Mama's done now and Mr. Ulmer hands me a bag of toffee for being "such a good helper." I share my sweet with mama because I know it's her favorite. When we leave I beg mama to take me to the park. We walk across the street, looking both right and left, and as soon as we step on the grass I take off my shoes. I like to wiggle my toes in the green, green grass. Mama laughs and soon her shoes are off too. We go down deep into the park and splash our bare feet in the cool lake water and watch the motorboats putter back and forth, back and forth. I tell my mama that I want to be a boat driver some day and she hugs me. She says I can be whatever I want. My mama knows everything. After we do that we go to the swings—my favorite part of the park—and play for a bit, seeing who can swing higher. Mama always lets me win, but I don't mind. I like to win.

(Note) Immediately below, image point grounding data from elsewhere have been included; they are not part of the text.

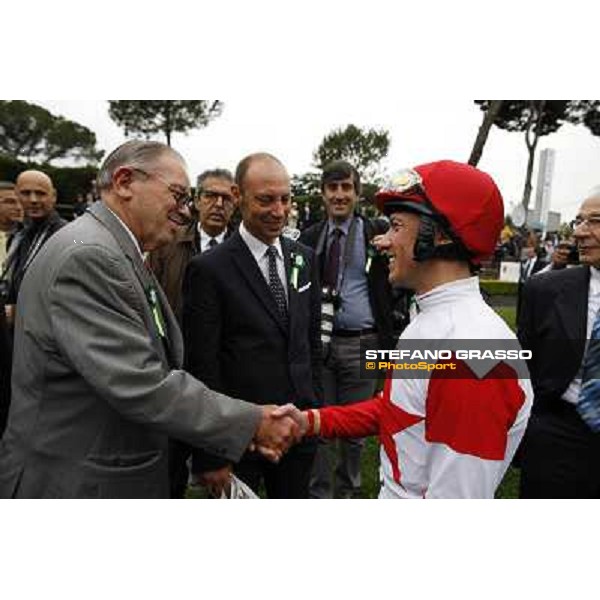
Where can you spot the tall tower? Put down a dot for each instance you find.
(544, 186)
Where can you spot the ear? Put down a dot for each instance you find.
(440, 238)
(121, 183)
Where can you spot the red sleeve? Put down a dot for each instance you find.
(354, 420)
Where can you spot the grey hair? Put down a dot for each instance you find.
(135, 153)
(212, 173)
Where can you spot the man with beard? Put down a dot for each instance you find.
(251, 316)
(214, 206)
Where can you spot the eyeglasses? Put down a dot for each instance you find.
(212, 197)
(181, 197)
(592, 222)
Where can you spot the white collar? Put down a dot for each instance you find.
(256, 246)
(134, 239)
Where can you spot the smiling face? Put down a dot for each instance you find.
(587, 232)
(36, 193)
(265, 199)
(398, 243)
(152, 201)
(340, 198)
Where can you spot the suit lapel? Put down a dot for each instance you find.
(286, 248)
(571, 306)
(251, 273)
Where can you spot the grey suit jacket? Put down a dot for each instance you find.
(96, 390)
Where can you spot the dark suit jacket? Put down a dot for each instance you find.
(5, 366)
(235, 339)
(169, 262)
(380, 292)
(552, 324)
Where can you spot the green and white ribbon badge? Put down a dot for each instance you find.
(297, 264)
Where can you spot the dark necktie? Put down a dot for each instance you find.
(588, 405)
(332, 264)
(275, 284)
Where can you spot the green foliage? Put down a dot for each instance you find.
(362, 148)
(499, 288)
(151, 117)
(68, 181)
(30, 132)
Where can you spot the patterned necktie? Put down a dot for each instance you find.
(332, 266)
(588, 405)
(275, 284)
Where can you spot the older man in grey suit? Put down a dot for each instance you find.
(97, 383)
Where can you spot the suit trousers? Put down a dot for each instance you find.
(285, 480)
(337, 467)
(560, 455)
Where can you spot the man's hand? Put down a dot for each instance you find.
(275, 434)
(216, 481)
(560, 256)
(289, 410)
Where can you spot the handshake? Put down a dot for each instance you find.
(280, 427)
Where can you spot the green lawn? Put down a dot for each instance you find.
(370, 462)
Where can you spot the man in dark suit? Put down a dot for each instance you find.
(560, 454)
(38, 197)
(352, 270)
(251, 323)
(97, 381)
(214, 206)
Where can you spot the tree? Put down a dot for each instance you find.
(30, 132)
(535, 118)
(150, 117)
(362, 148)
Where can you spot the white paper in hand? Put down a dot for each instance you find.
(238, 490)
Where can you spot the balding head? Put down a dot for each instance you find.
(37, 194)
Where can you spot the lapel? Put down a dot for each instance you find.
(172, 348)
(251, 273)
(571, 305)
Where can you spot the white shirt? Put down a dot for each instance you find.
(258, 249)
(572, 392)
(449, 444)
(205, 239)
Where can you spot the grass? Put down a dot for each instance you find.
(509, 487)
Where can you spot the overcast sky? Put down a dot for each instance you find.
(420, 131)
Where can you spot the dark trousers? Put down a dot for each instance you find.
(560, 455)
(287, 479)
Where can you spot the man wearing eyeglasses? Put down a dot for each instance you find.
(560, 454)
(213, 208)
(97, 382)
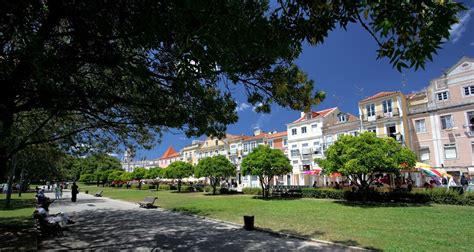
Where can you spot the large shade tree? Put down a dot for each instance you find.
(266, 163)
(104, 73)
(215, 168)
(361, 158)
(178, 170)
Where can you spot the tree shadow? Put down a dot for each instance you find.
(371, 204)
(163, 230)
(354, 243)
(16, 204)
(275, 198)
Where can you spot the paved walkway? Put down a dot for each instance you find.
(103, 223)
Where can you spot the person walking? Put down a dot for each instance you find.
(74, 192)
(57, 191)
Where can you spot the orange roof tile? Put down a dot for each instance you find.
(379, 95)
(321, 113)
(278, 134)
(169, 153)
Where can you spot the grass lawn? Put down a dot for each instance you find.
(379, 226)
(17, 223)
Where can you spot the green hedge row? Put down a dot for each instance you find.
(252, 190)
(436, 195)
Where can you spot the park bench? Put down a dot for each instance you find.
(46, 228)
(148, 202)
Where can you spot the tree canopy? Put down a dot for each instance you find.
(104, 73)
(178, 170)
(266, 163)
(361, 157)
(215, 168)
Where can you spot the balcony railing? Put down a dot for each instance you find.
(380, 114)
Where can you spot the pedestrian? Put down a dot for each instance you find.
(464, 182)
(74, 192)
(57, 191)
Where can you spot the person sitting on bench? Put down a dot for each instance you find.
(60, 218)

When we get tired of the swings mama says its time to go home. Sadly I put on my shoes and she helps me tie them; then we go on home, hand in hand. As we turn on our street, the ice cream truck goes vrooooom around the corner. I look at mama, who knows just what to do. She gets two cones: chocolate for me, strawberry for her. The ice cream man tips his hat to mama and me, and I smile at him. He knows how special my mama is. Together we walk home, hand in hand, just mama and me.

"Time to clean up!"

Carefully, I clean up my blocks and put them away. Teacher always says I'm one of the best kids because I always clean up. I tell her that mama told me I needed to clean up my messes. Then I make sure to put my dolls in my cubby and assure them that I will return, just like mama did. But mama didn't keep her promise. I don't understand.

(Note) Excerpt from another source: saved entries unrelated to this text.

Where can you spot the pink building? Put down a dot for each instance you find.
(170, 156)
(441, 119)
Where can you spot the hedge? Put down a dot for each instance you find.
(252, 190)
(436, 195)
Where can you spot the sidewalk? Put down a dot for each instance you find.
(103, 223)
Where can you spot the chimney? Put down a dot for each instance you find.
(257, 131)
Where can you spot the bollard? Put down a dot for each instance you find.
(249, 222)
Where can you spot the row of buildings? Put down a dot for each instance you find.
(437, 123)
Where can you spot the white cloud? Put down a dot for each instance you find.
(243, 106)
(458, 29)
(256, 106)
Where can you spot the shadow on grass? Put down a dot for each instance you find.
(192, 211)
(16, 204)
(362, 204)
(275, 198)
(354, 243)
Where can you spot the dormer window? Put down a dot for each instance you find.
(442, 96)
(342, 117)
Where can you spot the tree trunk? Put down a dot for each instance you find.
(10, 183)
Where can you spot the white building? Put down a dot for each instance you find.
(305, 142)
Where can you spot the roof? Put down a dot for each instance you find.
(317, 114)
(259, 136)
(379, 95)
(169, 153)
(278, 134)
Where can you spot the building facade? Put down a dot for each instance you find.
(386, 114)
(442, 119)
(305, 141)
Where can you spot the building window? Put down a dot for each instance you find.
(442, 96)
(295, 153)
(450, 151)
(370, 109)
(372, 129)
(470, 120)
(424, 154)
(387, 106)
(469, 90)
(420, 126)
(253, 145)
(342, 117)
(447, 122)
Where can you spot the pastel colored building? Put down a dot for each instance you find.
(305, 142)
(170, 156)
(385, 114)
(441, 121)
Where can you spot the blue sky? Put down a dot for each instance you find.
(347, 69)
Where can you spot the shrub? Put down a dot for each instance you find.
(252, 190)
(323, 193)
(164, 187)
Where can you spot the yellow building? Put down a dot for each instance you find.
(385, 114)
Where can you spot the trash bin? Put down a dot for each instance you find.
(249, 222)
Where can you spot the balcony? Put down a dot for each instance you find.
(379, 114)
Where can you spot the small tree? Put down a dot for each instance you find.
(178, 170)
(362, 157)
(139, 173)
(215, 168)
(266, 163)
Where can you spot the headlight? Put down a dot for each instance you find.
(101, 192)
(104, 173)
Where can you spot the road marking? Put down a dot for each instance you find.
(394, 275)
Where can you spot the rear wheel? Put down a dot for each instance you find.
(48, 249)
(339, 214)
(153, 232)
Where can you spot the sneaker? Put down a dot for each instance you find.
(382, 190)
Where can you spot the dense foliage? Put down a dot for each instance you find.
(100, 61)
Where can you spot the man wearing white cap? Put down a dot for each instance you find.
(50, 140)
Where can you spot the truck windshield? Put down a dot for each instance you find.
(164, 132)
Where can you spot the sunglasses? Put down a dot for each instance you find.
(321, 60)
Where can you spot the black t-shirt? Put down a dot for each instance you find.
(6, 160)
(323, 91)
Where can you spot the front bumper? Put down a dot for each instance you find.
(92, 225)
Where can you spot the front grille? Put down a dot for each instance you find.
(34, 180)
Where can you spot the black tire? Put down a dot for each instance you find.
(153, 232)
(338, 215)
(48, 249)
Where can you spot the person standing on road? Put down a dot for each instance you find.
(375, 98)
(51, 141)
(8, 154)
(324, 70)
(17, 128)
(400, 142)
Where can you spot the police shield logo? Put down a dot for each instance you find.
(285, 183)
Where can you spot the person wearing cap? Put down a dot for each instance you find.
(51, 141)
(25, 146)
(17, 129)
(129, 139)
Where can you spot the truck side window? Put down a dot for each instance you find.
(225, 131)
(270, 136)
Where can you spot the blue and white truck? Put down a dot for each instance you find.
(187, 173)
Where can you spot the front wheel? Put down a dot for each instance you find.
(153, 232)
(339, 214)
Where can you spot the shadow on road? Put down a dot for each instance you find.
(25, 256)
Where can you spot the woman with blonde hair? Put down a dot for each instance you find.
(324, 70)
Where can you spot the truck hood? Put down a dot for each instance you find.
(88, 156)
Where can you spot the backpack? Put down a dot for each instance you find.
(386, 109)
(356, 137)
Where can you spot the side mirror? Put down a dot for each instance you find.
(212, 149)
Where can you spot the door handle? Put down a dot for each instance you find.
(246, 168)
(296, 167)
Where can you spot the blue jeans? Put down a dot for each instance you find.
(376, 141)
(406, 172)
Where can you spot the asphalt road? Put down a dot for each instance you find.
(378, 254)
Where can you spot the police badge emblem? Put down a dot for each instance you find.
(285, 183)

"Hanna, your father's here!"

I run up to Daddy, show him my pictures and tell him all about the fun things I did with mama. He smiles at me, that sad smile that I don't understand. He only smiles like that when I talk about mama.

"Let's go to the cemetery. We can see your mama there and you can tell her all about it."

But Daddy doesn't understand that I don't have to tell her anything. My mama knows everything.